Although it is difficult to see how having expert guidance cannot be beneficial for people on the move, there are times when relocation companies can be more of a hindrance than a help. This proved the case for one family who moved within the US last year. The non-profit organisation for which the husband is a director selected a relocation agent, ostensibly to work on the family’s behalf. The agent was to sell the family’s existing home and help them find a new one in the city they were moving to, as well as manage the bridging loan provided by the husband’s employer and oversee the transportation of their goods. However, because the agent was overseeing the financial side of the move, which directly implicated the employer, the family didn’t feel their interests were being best served.
The relocator also appointed a real-estate agent based in a town 20 miles from where the family wanted to live. Feeling he lacked the local knowledge they needed, the family had to negotiate to select their own realtor. “There were times when we seriously thought about getting shot of the relocator,” says the mother of the family, who would rather not be identified, “even if that meant sacrificing the benefits that were being offered, such as the loan to buy a new home.”
In the end, though, a good experience with a relocation company can mean the difference between a successful move and one that flounders or fails. Had I been forewarned about consignment size, credit ratings and how to fill in a health insurance application, I may have avoided some of the headaches of my move.
The value of having someone on hand with local expertise is also repeatedly cited by relocation companies and those who have used them as being critical to a smooth transition. “You might be moving to the Bay Area in California, but do you know which neighbourhoods have the right schools for your children, employment possibilities for your spouse and like-minded communities to live in?” says Arcario at Cendant Mobility.
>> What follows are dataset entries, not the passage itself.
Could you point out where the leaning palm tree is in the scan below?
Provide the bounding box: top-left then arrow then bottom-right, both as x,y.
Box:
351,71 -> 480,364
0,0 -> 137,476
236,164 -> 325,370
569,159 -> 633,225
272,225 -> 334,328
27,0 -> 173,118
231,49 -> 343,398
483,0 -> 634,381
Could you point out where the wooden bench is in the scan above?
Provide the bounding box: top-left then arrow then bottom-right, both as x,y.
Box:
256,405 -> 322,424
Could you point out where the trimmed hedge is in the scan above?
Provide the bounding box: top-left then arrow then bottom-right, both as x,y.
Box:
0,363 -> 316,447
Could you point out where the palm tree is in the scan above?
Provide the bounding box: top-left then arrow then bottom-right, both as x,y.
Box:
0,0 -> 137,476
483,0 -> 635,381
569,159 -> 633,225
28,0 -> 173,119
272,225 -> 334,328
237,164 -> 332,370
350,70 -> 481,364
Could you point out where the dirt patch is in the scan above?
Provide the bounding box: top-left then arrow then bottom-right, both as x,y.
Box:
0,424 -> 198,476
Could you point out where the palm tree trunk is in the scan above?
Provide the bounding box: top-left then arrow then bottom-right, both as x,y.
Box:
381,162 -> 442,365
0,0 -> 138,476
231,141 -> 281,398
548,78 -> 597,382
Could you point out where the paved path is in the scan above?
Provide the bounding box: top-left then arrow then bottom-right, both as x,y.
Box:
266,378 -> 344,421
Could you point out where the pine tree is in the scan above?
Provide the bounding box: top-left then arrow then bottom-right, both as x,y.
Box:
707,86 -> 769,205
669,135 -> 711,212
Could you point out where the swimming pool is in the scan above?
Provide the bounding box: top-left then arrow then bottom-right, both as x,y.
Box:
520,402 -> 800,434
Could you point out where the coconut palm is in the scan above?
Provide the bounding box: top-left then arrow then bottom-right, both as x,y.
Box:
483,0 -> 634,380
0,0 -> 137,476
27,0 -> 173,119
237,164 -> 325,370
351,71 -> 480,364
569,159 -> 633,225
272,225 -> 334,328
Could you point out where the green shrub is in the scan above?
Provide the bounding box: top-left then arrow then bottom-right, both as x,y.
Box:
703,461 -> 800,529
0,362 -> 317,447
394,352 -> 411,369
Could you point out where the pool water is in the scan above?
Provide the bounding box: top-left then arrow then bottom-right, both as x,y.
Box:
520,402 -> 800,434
Meanwhile Vassie at The Relocation Bureau recalls a case of an American executive who was moving to the UK for her first overseas posting for a large multinational. “She was being helped by US ‘counsellors’ based in Connecticut,” he says. “As she needed to be within reach of Heathrow and a factory in Peterborough she was advised to live in King’s Cross.” It was a few years before the current regeneration scheme, and “it took us a while to persuade her that living next door to pimps and drug addicts wasn’t exactly a good idea.”